There were ways, however, in which I was a part of the problem. First, I was part of the problem because I had passed on burdens of shame, fear and guilt to my son long before I knew that I carried these burdens myself. Like all parents, there were ways I had hurt my son and had failed him. The inherited burdens of shame, fear, guilt and unresolved pain that he carried were, in part, what made him more vulnerable to making self-destructive choices.
Second, I was part of the problem because I continued to try to fix or control my son and his problem. In doing this, I continued to slip back into minimizing or denying his drug use, wanting to avoid the truth because I didn’t want to face the pain.
Third, I was part of the problem because I was not taking good care of myself. I was so busy with all the insanity of the situation that I neglected some of my own basic needs.
Telling myself and God and a few other people these basic truths helped to free me from adding more shame and fear and guilt to my life or to our son’s life.
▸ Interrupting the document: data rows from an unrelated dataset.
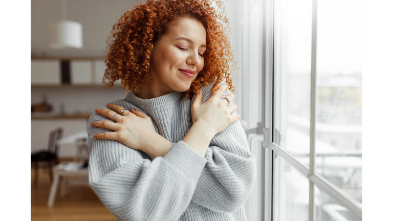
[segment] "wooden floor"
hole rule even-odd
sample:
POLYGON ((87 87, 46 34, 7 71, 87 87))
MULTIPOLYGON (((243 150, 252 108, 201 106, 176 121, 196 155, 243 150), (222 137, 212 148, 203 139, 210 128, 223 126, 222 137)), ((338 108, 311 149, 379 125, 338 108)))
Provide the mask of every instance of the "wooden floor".
POLYGON ((47 207, 50 189, 47 170, 39 169, 38 182, 34 186, 34 170, 31 170, 31 221, 116 220, 93 190, 88 186, 72 186, 70 193, 62 197, 59 188, 52 208, 47 207))

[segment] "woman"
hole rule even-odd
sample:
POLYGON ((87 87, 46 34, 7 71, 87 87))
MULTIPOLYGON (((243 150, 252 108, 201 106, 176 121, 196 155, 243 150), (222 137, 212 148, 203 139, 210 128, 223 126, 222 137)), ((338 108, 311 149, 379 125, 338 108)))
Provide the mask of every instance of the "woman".
POLYGON ((89 181, 118 220, 247 220, 254 160, 219 18, 204 1, 148 1, 114 26, 104 78, 131 92, 90 117, 89 181))

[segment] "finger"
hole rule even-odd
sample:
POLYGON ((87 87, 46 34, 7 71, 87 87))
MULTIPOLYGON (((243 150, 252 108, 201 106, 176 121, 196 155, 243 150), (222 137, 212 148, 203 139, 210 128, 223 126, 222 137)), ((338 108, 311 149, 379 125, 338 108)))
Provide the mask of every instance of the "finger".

Honesty freed me from getting lost in self-blame or from needlessly blaming others. Shame and blame only add to the problem. Telling the truth, however, is like shining a light in the dark. It brings a simplicity and a clarity.
The simplicity and clarity that were evident when I told the truth was that there was a problem of great significance; our son needed help; I needed help; our family needed help. Truth, when we find it, is always freeing.
My goodness……it’s amazing how much illumination your sons addictive circumstances brought to your life. It’s really wonderful that you have wrought so much clarity and growth from your suffering. That’s what it’s really all about.
I’m finally at the point where I am able to appreciate these painful personal experiences from the perspective of the lessons themselves rather than the surface level of the day to day angst. I find that I frequently have to remind myself that nothing is occurring in the absence of Gods providence and if this is true then there must be something of great value that is being offered in the experience. So taking each thought captive and holding it up to the light of the truth really does help to alleviate suffering.
In response to your themes of truth and honesty, If I could offer only one piece of radically, life changing, “one size fits all ” advice it would be to make a personal commitment to tell ourselves and others the truth. This one thing is so miraculous that It’s truly like being significantly visually impaired and not knowing it, and finally putting on corrective lenses for the first time. You’ll be like…. ” I CAN SEE! I didn’t even know I was nearly blind”! lol
I grew up in a home where I was conditioned and raised in extreme immorality. I was taught and conditioned dishonesty in every facet of life both explicitly and implicitly from my birth . My mom would encourage me to lie to my Father and vice verse. And I also learned to lie and tell my parents whatever was required in order to survive ( Both parents are also very Machiavellian). And so for my whole unregenerate life, I had great difficulty not only telling the truth but actually identifying the truth. Truth was a big blur and an abstraction which was rooted partially in fantasy and partially primitive subjective emotions. I thought “Truth” was relative. But once I became Christian and began to adhere to an ethical code of conduct, I came to understand that moral relativism is a lie. Truth is concrete!
So I affirm your experience of honesty and truth as freedom from shame and distortion. You have an invaluable testimony !
Juanita Ryan says
Lisa, your story is both painful and powerful. Thank you so much for sharing what it has meant in your life to discover that the truth sets us free! Blessings on you as you continue to walk in this beautiful light.